Preparing to be an executor of an estate

On Behalf of | Dec 14, 2020 | Probate And Estate Administration |

Being an executor of an estate is more than having a title and involves lots of time, patience, and the ability to uncover assets and information. Even though it is difficult to refuse the request, executors should know and prepare for their estate administration duties.


Being an executor is time-consuming. It can include telephone calls, recording financial information at the courthouse, sending out correspondence and other tasks. Information may be needed from banks, mortgage service providers, investment firms, life insurance companies and any other entity that played a part in the decedent’s holdings.

Sorting through and placing values on years of accumulated property at the deceased person’s home may be another time-consuming, tedious, and demanding task. Trying to fairly and correctly allocate this property to family members makes this duty even more difficult.


Executors must have strong organization skills and know how to look for information. A person is unqualified if they cannot balance their checkbook, has their own financial problems, cannot organize financial information, or lacks attention to detail.


It is important for executors to stay calm as they deal with many legal and financial matters. They must also try to be fair to family members. Executors should openly settle affairs openly to maintain tranquility and create trust.
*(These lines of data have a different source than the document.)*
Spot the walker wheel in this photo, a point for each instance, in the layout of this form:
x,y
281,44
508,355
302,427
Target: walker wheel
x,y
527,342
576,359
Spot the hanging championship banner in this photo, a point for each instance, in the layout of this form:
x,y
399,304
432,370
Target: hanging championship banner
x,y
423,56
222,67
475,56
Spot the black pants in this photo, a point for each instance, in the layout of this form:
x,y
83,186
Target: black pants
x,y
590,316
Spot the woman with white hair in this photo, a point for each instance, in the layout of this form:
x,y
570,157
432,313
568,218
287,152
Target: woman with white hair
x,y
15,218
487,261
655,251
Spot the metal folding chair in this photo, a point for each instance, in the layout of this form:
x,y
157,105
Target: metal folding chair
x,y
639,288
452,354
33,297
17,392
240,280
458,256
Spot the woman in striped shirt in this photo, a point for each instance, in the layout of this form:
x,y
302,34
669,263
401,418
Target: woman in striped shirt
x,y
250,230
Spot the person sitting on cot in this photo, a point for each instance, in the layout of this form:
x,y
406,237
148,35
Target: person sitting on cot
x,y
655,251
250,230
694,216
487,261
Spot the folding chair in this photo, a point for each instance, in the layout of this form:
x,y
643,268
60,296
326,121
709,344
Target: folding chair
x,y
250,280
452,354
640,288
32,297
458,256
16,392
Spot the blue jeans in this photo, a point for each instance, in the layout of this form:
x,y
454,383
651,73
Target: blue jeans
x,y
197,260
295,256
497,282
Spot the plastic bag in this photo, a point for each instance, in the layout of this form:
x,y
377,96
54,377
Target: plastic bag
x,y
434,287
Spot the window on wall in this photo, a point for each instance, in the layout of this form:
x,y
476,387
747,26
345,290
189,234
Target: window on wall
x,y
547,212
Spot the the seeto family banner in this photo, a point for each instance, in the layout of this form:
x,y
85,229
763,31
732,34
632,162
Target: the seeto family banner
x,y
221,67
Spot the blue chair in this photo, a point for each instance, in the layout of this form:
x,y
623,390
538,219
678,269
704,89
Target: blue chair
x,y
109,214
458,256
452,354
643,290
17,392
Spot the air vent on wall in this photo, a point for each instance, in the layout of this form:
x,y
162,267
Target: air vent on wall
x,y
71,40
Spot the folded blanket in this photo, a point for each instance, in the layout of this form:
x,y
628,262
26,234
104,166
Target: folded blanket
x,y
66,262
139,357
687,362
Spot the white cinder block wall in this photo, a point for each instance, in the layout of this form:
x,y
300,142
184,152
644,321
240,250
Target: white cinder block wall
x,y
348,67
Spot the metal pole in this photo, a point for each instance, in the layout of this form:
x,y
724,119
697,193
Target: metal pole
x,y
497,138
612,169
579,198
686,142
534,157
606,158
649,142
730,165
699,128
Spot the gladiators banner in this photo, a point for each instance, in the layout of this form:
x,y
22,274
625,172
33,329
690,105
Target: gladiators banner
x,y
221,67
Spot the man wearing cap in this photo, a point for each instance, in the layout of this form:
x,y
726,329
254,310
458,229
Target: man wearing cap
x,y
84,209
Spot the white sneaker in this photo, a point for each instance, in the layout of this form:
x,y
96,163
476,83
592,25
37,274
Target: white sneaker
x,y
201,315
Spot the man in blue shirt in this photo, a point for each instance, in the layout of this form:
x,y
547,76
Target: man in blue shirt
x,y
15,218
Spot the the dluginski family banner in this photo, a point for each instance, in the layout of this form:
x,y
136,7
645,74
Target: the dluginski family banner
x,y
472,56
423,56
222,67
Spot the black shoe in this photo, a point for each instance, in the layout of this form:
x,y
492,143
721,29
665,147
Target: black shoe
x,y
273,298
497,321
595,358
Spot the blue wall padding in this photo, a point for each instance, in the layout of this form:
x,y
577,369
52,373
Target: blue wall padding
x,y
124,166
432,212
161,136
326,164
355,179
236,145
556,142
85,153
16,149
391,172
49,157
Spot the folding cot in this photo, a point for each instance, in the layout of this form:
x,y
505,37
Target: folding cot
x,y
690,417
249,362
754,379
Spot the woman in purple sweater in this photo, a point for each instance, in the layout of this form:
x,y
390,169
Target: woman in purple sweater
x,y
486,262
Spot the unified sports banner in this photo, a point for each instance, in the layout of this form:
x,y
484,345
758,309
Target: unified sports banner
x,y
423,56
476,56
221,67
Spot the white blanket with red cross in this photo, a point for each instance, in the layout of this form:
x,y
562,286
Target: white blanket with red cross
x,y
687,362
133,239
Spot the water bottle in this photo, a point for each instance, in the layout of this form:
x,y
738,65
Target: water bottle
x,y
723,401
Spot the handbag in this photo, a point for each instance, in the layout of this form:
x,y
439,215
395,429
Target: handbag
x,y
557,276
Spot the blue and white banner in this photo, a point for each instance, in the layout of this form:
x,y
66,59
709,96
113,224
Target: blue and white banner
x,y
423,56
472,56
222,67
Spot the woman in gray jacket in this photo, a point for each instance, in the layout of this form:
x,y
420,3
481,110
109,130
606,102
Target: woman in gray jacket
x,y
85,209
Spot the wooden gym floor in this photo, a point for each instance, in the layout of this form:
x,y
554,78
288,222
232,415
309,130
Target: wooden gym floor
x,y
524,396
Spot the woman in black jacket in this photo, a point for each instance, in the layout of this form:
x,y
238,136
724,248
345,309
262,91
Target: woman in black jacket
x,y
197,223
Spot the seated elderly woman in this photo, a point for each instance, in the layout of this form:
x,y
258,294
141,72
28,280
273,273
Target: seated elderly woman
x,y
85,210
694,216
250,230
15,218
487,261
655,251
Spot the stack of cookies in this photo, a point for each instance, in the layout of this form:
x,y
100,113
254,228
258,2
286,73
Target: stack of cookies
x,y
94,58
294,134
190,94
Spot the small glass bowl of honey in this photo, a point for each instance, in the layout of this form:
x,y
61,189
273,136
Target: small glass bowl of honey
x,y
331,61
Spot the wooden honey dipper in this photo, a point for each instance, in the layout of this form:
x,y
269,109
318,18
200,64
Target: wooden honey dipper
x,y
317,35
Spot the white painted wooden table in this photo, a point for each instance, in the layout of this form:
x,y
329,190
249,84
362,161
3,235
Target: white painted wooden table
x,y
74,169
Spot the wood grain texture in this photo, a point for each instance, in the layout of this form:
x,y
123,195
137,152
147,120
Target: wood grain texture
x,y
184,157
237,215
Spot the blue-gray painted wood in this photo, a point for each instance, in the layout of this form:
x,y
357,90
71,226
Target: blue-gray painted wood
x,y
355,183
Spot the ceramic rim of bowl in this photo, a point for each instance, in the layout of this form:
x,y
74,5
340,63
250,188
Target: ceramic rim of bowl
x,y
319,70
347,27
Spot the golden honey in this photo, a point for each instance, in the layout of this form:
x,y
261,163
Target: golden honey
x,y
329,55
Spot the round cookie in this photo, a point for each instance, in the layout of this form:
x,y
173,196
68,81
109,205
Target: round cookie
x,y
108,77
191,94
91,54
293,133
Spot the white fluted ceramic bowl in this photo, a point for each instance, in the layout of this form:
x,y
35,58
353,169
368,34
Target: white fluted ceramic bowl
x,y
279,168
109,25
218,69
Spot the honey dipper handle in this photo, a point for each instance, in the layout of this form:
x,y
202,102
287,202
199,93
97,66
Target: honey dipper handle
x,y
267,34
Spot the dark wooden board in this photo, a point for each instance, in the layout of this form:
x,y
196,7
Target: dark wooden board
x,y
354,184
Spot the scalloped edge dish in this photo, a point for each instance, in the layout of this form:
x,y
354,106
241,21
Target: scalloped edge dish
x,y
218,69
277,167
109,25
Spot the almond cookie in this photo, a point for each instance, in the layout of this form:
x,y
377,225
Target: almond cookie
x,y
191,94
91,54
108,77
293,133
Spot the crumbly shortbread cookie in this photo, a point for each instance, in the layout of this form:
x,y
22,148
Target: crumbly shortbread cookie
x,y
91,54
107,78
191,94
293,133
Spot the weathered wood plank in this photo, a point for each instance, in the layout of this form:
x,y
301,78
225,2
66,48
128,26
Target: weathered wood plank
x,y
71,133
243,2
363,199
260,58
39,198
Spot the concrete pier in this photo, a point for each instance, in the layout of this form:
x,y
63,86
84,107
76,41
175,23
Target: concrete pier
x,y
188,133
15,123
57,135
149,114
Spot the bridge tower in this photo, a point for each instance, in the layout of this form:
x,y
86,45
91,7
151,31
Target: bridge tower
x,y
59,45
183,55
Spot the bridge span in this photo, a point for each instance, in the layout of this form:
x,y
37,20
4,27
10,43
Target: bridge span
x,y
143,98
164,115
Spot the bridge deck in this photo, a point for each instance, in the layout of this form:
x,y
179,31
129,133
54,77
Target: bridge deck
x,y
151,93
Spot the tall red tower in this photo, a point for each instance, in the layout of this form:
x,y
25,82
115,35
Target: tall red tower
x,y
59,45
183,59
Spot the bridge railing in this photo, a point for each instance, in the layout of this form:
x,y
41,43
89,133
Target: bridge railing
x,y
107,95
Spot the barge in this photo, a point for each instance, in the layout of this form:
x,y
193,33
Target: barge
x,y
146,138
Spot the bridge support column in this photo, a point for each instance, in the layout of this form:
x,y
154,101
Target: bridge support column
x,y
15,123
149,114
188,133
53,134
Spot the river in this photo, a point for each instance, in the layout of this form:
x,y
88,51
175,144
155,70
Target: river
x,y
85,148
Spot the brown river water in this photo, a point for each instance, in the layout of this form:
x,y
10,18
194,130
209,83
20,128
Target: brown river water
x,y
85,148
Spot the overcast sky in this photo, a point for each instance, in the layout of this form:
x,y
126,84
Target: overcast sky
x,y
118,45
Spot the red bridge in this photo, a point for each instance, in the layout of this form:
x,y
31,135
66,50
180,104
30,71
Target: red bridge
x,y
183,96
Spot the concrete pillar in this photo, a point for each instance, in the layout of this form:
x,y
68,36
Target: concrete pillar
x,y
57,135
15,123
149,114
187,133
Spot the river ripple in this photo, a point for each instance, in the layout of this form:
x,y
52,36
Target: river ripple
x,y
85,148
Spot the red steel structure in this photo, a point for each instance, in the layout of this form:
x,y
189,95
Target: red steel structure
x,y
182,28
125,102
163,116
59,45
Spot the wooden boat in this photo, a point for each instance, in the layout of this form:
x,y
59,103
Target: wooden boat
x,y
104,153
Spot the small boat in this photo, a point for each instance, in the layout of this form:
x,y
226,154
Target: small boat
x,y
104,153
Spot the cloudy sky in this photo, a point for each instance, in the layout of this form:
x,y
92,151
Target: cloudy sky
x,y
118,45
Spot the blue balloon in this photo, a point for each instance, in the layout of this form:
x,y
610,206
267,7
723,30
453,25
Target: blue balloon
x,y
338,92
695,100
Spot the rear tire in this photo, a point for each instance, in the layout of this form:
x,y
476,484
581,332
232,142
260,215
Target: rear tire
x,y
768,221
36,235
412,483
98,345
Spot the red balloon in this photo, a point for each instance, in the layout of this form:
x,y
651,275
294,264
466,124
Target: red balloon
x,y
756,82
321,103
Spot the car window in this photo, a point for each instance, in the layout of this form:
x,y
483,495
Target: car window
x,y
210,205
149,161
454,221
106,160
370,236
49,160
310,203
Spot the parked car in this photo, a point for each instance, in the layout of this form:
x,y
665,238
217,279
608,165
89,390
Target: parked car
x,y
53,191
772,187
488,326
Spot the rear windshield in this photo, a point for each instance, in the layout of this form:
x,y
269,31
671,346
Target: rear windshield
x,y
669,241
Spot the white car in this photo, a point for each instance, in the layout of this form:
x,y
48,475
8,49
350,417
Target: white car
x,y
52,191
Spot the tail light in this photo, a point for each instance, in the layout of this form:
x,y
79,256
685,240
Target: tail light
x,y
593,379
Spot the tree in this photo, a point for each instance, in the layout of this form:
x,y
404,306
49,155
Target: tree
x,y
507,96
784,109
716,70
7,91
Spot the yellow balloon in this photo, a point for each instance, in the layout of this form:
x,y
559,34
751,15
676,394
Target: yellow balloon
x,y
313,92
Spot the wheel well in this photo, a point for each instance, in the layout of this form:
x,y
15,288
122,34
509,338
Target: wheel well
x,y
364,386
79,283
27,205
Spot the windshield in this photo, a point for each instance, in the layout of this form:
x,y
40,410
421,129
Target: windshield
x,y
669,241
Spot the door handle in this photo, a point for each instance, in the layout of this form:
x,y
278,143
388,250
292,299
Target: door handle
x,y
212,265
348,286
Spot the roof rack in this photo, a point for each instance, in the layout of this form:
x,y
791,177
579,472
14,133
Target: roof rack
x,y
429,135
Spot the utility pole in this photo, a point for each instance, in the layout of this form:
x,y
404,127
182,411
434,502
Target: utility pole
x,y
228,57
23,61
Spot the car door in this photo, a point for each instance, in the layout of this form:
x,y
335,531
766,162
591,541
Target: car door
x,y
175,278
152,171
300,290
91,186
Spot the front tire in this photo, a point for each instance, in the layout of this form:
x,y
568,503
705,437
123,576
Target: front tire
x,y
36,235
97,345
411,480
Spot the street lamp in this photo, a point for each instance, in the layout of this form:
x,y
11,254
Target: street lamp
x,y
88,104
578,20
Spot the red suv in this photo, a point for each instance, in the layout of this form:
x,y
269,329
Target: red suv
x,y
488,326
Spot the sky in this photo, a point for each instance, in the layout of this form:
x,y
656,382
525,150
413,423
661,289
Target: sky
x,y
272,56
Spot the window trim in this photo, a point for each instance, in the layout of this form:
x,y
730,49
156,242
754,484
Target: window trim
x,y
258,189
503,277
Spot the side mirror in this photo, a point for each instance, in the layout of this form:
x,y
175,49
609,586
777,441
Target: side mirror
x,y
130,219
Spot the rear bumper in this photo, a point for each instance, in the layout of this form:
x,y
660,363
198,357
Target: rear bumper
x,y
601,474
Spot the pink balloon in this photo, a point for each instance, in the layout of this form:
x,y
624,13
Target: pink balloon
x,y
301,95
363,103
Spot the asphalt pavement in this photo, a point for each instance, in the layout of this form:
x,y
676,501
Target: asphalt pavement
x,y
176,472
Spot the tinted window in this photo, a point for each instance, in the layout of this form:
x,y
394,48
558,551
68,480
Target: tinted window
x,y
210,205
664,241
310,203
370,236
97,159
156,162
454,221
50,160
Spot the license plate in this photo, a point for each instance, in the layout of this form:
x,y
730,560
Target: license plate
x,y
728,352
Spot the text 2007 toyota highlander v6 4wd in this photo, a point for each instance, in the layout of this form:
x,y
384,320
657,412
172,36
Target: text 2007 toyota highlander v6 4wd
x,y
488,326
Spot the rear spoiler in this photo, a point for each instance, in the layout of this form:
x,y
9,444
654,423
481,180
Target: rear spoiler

Pennsylvania has laws governing an executor’s responsibilities and when they should undertake their duties. These typically include paying funeral expenses, publishing death notifications and filing estate taxes, among other things.

Executors may seek legal assistance because they are personally liable for the estate’s proper administration. The IRS may hold executors accountable if they misrepresent the value of assets. If heirs do not receive the proper allocation of assets, an executor may have to reimburse them or pay fines.


Being an executor may require travel and time loss from work. Personal time may also have value.

Executors may be entitled to take a percentage of the estate’s value which is often contained in the will. Otherwise, fees can be what is reasonable and just under the circumstances. This can lead to conflict with heirs who may be unaware for the time that the executor expended.

An attorney can help executors perform their duties. Heirs can also seek legal representation to assure that the estate is being handled properly.